Although the analysis of the singular statement forms the dorsal spine of the book, its scope is much wider. It begins with a methodological chapter showing why some kind of "Moorean" commonsensical intuitions should not be let down so easily, but normally seeing as points of departure able to be extended by science. This is followed by a "Tugendhatian" reconstructive examination of Wittgenstein’s and Frege’s semantic insights, together with a criticism of Kripke and the new orthodoxy that followed his work.
There is a chapter defending semantic verificationism, showing how wrong were the positivist and post-positivist philosophers in the criticism of their own distorted form of verificationism, different from Wittgenstein's original ideas.
After a renewed defense of an ontology of tropes that is incorporated in the book, after a renewed defense of a higher order view of existence (understood as the warranted applicability of conceptual rules), after an (in my view very convincing) defense of facts as truth-makers (showing why Strawson was wrong), and even after an answer to Hume’s problem of induction, the book ends with a full-blooded defense of the correspondence theory of truth that includes coherence as a mechanism to achieve correspondence and extends correspondence to formal sciences. Finally, the analysis of correspondence leads to the problem of perception and even of skepticism are dealt with.
The book is an attempt to reintegrate philosophy, challenging the present mainstream philosophy and the negative sides of the scientistic and fragmented ways philosophy it is presently made. If its ideas are correct, then to a great extent the present philosophy of language is misleading as a research program because the new formalist orthodoxy is scientistic in a reductionist way, failing to consider the issue from a broader perspective.
I think that the things told in the book are not difficult to see when people are looking from the right perspective and in the right way, since it is based on very plausible though often forgotten views. Hence, my job was to select, develop and associate these views in the right way, what in fact demanded to me (a poor, limited mind) some decades.
Since I am an outsider "aspie", living most of the time in Northeast of Brazil and without any chance of being published by great publishers (they refused even to evaluate a strange project written by an unknown researcher coming from nowhere...), I feel myself forced to do something against the possibility that this book disappears without any trace, covered by a mountain of academic writings. For this reason, I was glad to receive positive endorsements made by two German professors, Peter Stemmer and Wolfgang Spohn..

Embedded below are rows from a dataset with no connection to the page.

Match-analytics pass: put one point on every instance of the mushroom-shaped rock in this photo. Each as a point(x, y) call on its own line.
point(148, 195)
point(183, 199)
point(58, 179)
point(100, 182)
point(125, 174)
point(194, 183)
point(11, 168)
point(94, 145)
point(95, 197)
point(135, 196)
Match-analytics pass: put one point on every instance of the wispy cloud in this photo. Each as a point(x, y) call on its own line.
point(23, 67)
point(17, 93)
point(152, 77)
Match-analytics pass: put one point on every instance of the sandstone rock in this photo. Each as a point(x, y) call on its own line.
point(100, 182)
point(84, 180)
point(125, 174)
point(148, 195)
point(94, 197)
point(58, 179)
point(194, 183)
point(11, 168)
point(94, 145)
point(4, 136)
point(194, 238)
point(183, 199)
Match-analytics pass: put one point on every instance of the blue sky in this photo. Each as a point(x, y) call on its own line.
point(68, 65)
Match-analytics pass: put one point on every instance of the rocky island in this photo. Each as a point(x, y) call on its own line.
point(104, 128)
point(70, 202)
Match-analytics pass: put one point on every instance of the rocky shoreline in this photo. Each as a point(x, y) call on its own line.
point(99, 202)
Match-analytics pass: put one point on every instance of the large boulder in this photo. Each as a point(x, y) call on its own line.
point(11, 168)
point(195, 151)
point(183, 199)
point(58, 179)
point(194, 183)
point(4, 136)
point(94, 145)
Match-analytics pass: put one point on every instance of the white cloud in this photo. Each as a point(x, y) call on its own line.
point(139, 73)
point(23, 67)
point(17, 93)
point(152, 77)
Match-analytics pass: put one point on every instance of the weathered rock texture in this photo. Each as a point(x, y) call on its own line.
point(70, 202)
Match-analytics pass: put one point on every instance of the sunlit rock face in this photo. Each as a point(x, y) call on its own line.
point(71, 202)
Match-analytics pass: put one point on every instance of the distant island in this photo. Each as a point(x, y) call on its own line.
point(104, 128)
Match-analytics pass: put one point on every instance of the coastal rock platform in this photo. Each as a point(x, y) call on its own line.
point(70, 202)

I am very thankful that they spent some time reading the book and I think they did it because the Germans still have an idea of what wide scope systematic philosophy should be.
As I was finishing the book, I was afraid I were ’’spinning’’. It is reassuring to know that if I am insane, I am at least in good company!
My last remark is about the strategy of the book. The first thing to be noted is that there are only a few ideas in the analytic philosophy that are prima facie plausible. Most of them, though sometimes very smart, creative and even relevant to other goals, seems to be more or less implausible. Now, assuming that the few prima facie plausible ideas are indeed the true ones, we can do the following. First, defend and develop them as far as we can. Second, try to see how they can be related to one another, to see how they fit together in the case they really fit together. Surprisingly, it was not very difficult to find these relations, what reinforced my assumption of "consilience". This was the strategy unconsciously applied to the construction of the book. The result was a systematic work with a very broad philosophical scope, whose surprising plausibility is based on its internal coherence. Of course, it was a speculative enterprise, but it seems to be essentially true. Even if the views were all wrong (I do not wish to dismiss any possibility), it would be interesting to understand why they seem to be true.